YOLO COUNTY, Calif. (KTXL) — Sunflowers are in full bloom right now, and visitors are flocking to fields to take sunflower selfies.
But uninvited visitors are sometimes a problem for farmers.
So, Yolo County has partnered with some sunflower farmers and groups offering guided tours so people can get up close and personal with the beauties without breaking the law.
The annual sunflower bloom is a golden treasure in the Sacramento region. The flowers open up in June, and by late July, they’re all dried out.
So, now is the perfect time to enjoy the visual treat.
“There’s a whole science behind it that’s just fascinating,” said Terry Selk, executive director of Visit Yolo.
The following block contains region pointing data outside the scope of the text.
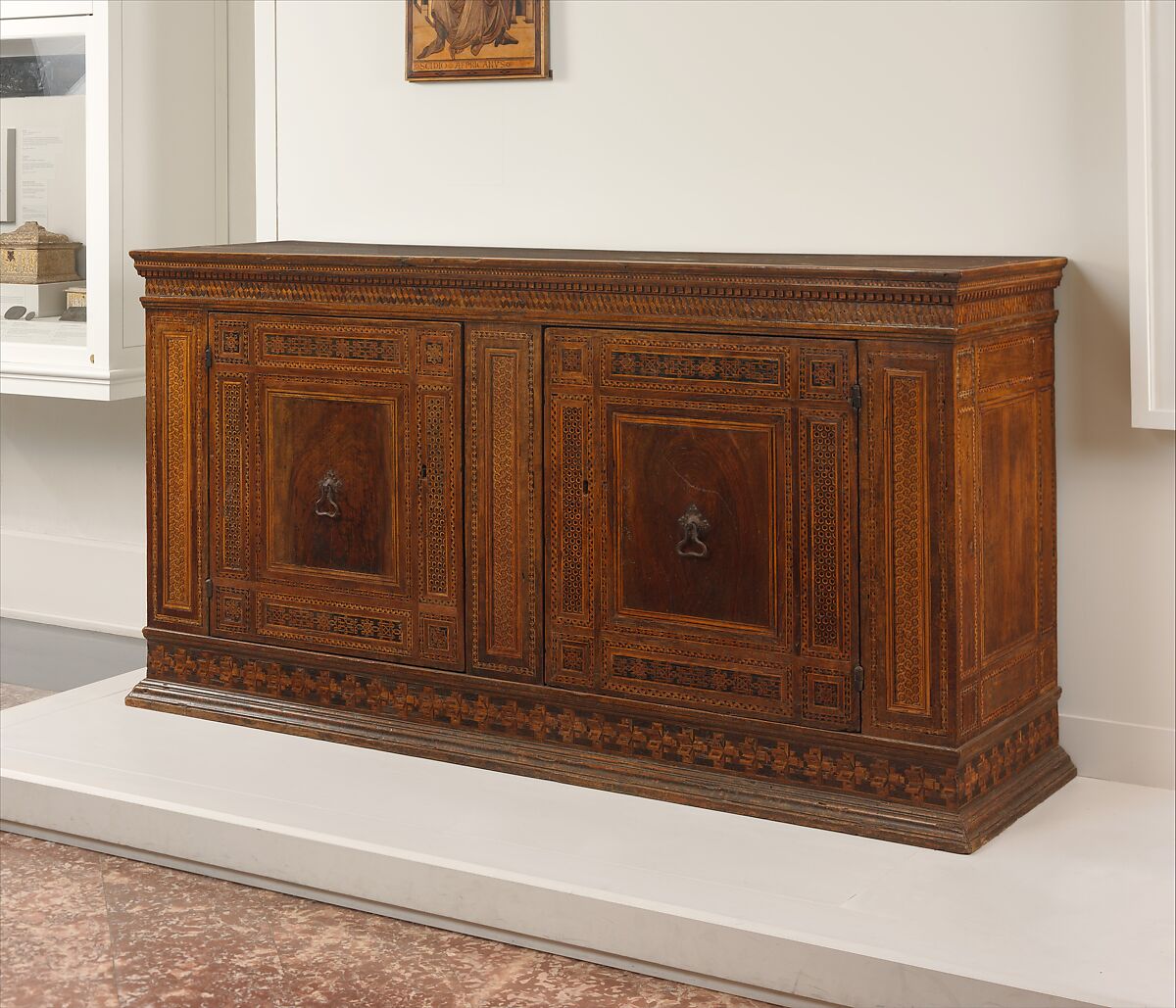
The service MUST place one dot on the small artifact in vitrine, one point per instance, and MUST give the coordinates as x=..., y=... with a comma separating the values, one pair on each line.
x=75, y=305
x=30, y=254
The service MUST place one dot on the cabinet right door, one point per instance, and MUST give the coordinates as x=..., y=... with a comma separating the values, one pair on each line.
x=701, y=499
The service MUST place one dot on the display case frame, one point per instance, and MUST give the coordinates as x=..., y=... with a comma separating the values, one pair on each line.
x=154, y=171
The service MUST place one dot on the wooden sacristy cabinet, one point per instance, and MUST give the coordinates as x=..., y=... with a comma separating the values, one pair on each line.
x=773, y=535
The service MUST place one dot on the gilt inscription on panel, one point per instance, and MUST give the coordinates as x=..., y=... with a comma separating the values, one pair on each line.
x=475, y=39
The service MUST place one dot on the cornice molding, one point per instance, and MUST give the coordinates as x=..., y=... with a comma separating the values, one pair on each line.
x=750, y=296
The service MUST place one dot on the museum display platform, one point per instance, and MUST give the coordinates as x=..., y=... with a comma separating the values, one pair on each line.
x=1071, y=905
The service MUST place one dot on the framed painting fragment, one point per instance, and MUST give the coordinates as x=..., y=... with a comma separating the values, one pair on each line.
x=475, y=39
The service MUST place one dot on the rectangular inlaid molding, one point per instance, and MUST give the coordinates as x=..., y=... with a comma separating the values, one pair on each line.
x=232, y=610
x=826, y=552
x=694, y=364
x=1009, y=523
x=909, y=540
x=230, y=340
x=828, y=697
x=439, y=637
x=501, y=501
x=177, y=588
x=570, y=663
x=908, y=686
x=438, y=494
x=824, y=372
x=700, y=680
x=332, y=346
x=570, y=453
x=230, y=461
x=435, y=353
x=334, y=623
x=177, y=501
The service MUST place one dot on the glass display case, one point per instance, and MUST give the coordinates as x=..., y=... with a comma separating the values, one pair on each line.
x=111, y=124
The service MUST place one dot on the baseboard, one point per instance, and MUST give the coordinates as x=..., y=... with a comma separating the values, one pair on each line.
x=86, y=584
x=1121, y=750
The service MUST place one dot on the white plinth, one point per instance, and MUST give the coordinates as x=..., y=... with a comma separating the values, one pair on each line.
x=1073, y=903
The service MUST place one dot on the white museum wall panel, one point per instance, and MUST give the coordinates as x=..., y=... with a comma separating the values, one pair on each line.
x=797, y=127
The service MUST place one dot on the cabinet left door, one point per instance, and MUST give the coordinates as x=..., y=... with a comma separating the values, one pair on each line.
x=335, y=485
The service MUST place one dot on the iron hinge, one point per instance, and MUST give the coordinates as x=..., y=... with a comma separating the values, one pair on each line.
x=858, y=678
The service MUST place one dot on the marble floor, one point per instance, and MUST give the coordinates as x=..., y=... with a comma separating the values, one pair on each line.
x=81, y=930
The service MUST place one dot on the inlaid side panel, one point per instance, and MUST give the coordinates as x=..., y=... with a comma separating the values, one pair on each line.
x=503, y=501
x=1006, y=566
x=1009, y=522
x=176, y=507
x=906, y=529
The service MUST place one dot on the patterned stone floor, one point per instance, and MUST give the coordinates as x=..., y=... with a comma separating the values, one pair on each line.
x=80, y=930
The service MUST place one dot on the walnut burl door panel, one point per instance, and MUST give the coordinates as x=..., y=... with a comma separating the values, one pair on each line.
x=336, y=485
x=700, y=505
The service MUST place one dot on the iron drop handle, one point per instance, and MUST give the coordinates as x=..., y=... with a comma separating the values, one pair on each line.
x=327, y=505
x=693, y=524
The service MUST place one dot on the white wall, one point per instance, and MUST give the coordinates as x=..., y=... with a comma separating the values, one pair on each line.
x=993, y=128
x=72, y=473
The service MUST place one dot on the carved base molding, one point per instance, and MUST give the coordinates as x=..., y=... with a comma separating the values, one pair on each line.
x=928, y=795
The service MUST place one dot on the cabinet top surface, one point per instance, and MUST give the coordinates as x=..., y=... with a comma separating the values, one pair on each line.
x=295, y=253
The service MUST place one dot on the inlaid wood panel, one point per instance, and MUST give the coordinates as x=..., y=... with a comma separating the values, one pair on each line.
x=176, y=506
x=906, y=536
x=503, y=500
x=674, y=478
x=336, y=488
x=1006, y=542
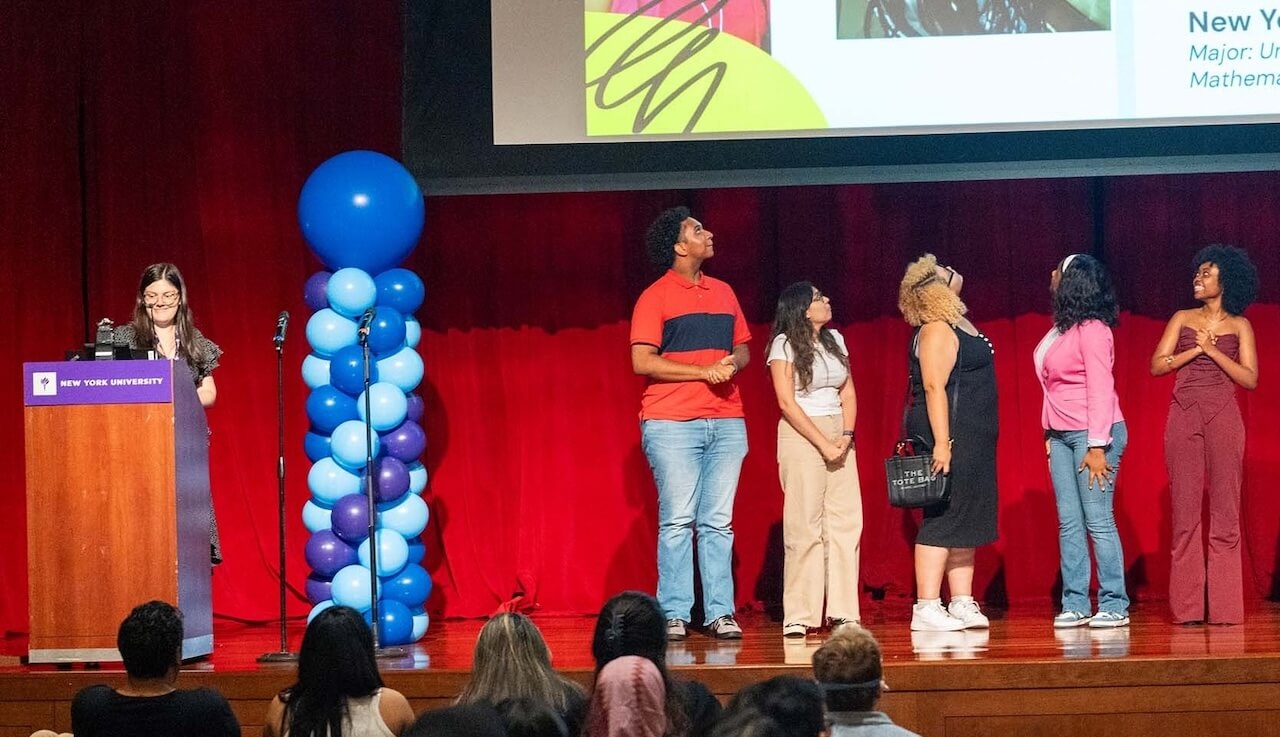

Visit Yolo promotes travel and tourism in the county. Yolo County recognizes what a big draw the sunflower bloom has become.
“It attracts thousands and thousands of interested parties from all over,” Selk said.
Those driving along are likely to see one of the sunflower fields, and it might be hard to resist the urge to pull over and take a sunflower selfie. But farmers ask that people respect the flowers, which represent a large part of their livelihood.
“They appreciate that people want to have that personal exposure, but they couldn’t figure out ways to keep people off their land. They posted no trespassing signs and did all the right things, but trash disposal was a problem,” Selk explained. “People were just disrespecting the whole experience. So we took it upon ourselves to say, one, how can we better support the farmers and what they do? But also, how can be capture some of that visitation that’s coming to our area but then going off somewhere else?”
From there, a creative idea blossomed: offering experiences to sunflower tourists with the blessing of farmers.
At Visityolo.com, people can now find links to sunflower-themed activities including guided tours.
“You guys will have lots of opportunities to take great photos and hang out,” Heather Fortes, with SacTown Bites, said.
Heather Fortes leads one of those tours through the company SacTown Bites.
“I’m partnered with a private farm, and they give us permission to be out here to see the sunflowers,” Fortes said. “We come out here and we spend about an hour to take photos.”
The tour also includes a museum visit, a honey tasting, wine, cheese and brunch. But the sunflowers are the stars of the show
“They do follow the sun when they’re young. So, their heads turn and try and get as much photosynthesis as possible, but once they’re mature, they really just stay facing east,” Fortes said. “And that helps them just get the early-morning pollinators and as much sun as possible.”
“Great day, great weather, and Heather does a great job organizing,” Emily Dutta, tour participant, said.
“I took pictures, and I looked at the bees,” Maya Dutta, Emily’s daughter, said.
“It’s a fantastic way for people outside the area to get that personal experience and leave with something other than just a picture,” Selk said.